On (1), the memory layer has been entirely rewritten since 2011. It used to be a combination of MMAP and on-heap caching; mmap in java being notoriously terrible and caching on the heap being even worse. The memory layer now works similar to postgres, with a user-space page cache managing blocks of RAM. So: It's certainly changed, and in my experience much for the better.

On (2), yes, the little UI now requires a username/password, and it supports HTTPS. HTTP remains available, defaulting to localhost access.

It runs authenticated enabled by default and uses https and also our binary (always-TLS) protocol.

Every database benefits from having the _hot_ dataset in memory, so that's the same with Neo4j.

2011 was many years ago, since then the memory management has been completely rewritten. You very probably wouldn't use the Neo4j Browser in production as it is meant to be a developer tool. Usually, you would build an app that uses the drivers to connect to the db.

Facebook uses a custom graph database called TAO (nodes, edges, traverse them [1]) for storing (almost) all production data. Based on DBMS classes from the Uni days this is counterintuitive, but <scale>. In practice it just worked, and it didn't keep / enabled SWEs to move fast. Having said that I don't see why I would use a graph database unless I have >10M DAUs.

[1] https://www.facebook.com/notes/facebook-engineering/tao-the-...

TAO is probably better described as a custom graph cache. It understands the data model and can do certain operations (especially stuff like set intersections), but the authoritative store for the data's still MySQL

Does that mean Daily Active Users? Please spell out abbreviations!

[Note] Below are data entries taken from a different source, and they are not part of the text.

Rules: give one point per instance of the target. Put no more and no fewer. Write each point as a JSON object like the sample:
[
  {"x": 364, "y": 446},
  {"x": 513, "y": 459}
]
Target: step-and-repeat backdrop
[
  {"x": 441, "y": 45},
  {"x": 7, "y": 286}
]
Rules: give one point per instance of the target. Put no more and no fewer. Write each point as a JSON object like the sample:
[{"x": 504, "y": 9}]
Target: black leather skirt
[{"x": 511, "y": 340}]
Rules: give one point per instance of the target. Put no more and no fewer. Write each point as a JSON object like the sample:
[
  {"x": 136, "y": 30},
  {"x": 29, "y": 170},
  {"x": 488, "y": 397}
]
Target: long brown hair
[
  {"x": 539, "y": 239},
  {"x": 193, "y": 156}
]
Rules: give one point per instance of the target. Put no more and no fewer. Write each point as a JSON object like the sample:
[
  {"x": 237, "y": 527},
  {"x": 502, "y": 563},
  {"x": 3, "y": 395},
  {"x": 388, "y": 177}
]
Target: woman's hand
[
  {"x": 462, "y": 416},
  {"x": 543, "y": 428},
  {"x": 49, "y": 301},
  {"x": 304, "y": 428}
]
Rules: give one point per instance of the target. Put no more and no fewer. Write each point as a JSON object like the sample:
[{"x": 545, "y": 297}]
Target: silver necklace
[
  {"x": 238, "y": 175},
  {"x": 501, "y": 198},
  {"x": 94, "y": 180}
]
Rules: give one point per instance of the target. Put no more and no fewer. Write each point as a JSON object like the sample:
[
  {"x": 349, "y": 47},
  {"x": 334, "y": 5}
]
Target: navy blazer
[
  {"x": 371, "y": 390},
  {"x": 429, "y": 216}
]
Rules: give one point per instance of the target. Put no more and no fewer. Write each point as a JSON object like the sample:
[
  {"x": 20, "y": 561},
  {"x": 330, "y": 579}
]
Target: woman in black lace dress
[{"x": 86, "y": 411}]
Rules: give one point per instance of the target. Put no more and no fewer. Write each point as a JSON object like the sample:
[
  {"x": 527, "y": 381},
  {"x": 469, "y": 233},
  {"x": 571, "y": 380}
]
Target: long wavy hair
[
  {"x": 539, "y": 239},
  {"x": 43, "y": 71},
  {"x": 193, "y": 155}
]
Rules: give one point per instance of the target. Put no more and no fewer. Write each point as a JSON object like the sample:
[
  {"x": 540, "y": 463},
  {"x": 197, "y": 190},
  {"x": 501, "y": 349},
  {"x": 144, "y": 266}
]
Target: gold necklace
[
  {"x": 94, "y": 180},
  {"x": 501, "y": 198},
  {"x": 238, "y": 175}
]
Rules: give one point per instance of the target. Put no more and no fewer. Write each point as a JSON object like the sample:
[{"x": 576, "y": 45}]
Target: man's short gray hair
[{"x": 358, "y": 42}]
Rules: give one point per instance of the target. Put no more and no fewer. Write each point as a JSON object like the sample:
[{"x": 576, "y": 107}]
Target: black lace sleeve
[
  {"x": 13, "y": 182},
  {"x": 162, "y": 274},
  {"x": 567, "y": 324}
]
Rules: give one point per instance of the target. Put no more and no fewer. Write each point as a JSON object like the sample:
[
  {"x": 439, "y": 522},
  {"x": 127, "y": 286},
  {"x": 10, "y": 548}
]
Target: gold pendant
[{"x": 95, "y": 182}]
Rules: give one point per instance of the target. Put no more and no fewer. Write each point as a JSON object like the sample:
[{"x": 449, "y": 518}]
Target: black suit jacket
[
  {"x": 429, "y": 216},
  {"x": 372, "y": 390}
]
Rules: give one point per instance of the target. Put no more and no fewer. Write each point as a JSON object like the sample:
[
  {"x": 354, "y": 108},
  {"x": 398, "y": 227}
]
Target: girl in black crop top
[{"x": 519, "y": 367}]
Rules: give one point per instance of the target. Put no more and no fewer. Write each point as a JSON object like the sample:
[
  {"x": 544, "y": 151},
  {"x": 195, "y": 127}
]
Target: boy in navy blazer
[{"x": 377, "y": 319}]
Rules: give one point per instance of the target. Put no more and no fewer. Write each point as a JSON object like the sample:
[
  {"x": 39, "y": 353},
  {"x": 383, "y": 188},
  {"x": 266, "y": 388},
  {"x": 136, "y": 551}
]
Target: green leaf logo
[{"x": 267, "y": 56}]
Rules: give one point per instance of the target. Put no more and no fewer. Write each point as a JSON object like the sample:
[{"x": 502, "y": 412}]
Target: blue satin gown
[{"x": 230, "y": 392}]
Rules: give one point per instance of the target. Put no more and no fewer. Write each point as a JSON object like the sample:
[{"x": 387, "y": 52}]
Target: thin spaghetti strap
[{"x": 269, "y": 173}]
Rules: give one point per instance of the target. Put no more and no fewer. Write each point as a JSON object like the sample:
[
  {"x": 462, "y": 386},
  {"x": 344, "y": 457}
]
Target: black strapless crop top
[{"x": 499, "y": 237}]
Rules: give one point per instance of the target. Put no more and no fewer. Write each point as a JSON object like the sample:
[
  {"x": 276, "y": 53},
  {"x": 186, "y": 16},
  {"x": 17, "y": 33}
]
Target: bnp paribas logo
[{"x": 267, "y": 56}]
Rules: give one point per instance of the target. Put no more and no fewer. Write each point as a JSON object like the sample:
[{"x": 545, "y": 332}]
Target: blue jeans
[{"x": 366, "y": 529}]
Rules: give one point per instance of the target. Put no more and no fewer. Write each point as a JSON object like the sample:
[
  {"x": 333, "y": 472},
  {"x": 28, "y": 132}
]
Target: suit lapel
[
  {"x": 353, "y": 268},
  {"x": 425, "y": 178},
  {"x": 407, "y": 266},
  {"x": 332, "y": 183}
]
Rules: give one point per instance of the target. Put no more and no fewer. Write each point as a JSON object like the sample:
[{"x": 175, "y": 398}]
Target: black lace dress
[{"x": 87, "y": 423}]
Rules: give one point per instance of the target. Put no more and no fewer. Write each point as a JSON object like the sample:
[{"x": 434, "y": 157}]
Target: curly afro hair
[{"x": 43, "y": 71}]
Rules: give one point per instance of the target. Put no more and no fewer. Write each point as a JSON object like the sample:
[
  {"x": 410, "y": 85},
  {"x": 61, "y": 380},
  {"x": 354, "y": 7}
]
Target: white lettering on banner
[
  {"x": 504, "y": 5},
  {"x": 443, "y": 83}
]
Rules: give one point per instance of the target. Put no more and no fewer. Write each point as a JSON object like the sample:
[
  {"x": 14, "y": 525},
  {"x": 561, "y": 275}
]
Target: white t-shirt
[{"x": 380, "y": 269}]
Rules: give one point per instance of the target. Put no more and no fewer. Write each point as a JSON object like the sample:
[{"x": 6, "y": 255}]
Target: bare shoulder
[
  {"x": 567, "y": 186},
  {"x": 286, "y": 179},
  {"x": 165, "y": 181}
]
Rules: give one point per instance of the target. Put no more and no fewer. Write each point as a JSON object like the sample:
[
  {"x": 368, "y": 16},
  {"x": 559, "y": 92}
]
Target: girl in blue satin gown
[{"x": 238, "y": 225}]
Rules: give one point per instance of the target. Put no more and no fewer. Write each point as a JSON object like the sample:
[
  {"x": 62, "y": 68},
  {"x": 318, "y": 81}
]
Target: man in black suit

TAO = The Associations and Objects (from the linked paper)

SWE = Software engineer

DBMS = Database management system

DAU = Daily active users

I'm currently using a home-baked graph database built on top of PostgreSQL for https://unlikekinds.com

It stores information as triples (Bob -> Married to -> Gary) and with properties (Bob.last_name = Stamper)

I've been finding that the benefits keep on paying off. I can arbitrary relate any thing to any other thing (and query those relationships) without changing code or database schema at all.

And the fact that it's a literal, intuitive, representation of reality makes things much easier to reason about.

When viewing something and seeing all the related info, the data nerd in me loves it: https://unlikekinds.com/t/unlike-kinds (meta)

I used the graph part of ArangoDB for a recent project and I appreciated the flexible nature of the relationships between entities (being edges, so always n-n). For example, my customer did often change its mind about some critical parts of the business logic (and thus relations between entities) and it was a pleasure to update without rewriting too much code. Also the queries involving many relationships seems more powerful and simpler than in a RDBMS. Anyway, maybe not an universal solution but, as a web/mobile developper, I can't see the actual limitations with my daily use case.

Our app models directed graphs in Postgres with a closure table (the transitive edges between nodes).

The advantages are that it's just sql, has good performance, and we can query the graph using relational logic rather than n+1 traversal. The trade off is space (the closure table has the potential to be huge).

So it depends on the size of the data set. Part of me wishes we'd built something that's easier to partition, but for now that's a future concern.

Surely another disadvantage of storing all that redundant data is that either (a) you lose atomicity of updates or (b) have some terrifyingly large transactions for a relatively simple change to the underlying data.

Whether this is acceptable depends not only in the size of the data set but also how often it changes compared to how often you query it.

There is a lot of stigma attached to graph DBs. Would it provide good performance? Should I ever use it as my primary database? Is my data ever safe with a graph DB?

If we go beyond that, assuming there was one which provided great performance, data integrity and can be reliable as a primary database — then Graph DBs are just better.

First, the schema and data modeling is incredibly simple. Our minds think in graph terms. Things connecting to each other is very natural to us as human beings. Graph DBs replicate that in a very straightforward way.

Then, many graph DBs, being modern support flexible schemas, something which is a huge win for speed of application iteration.

Graph DBs are also sparse. Which means it's a lot easier to model many differents kinds of data sources and data types into the same "table." What that gives is the ability to query across anything in the entire DB, without being concerned about table level boundaries.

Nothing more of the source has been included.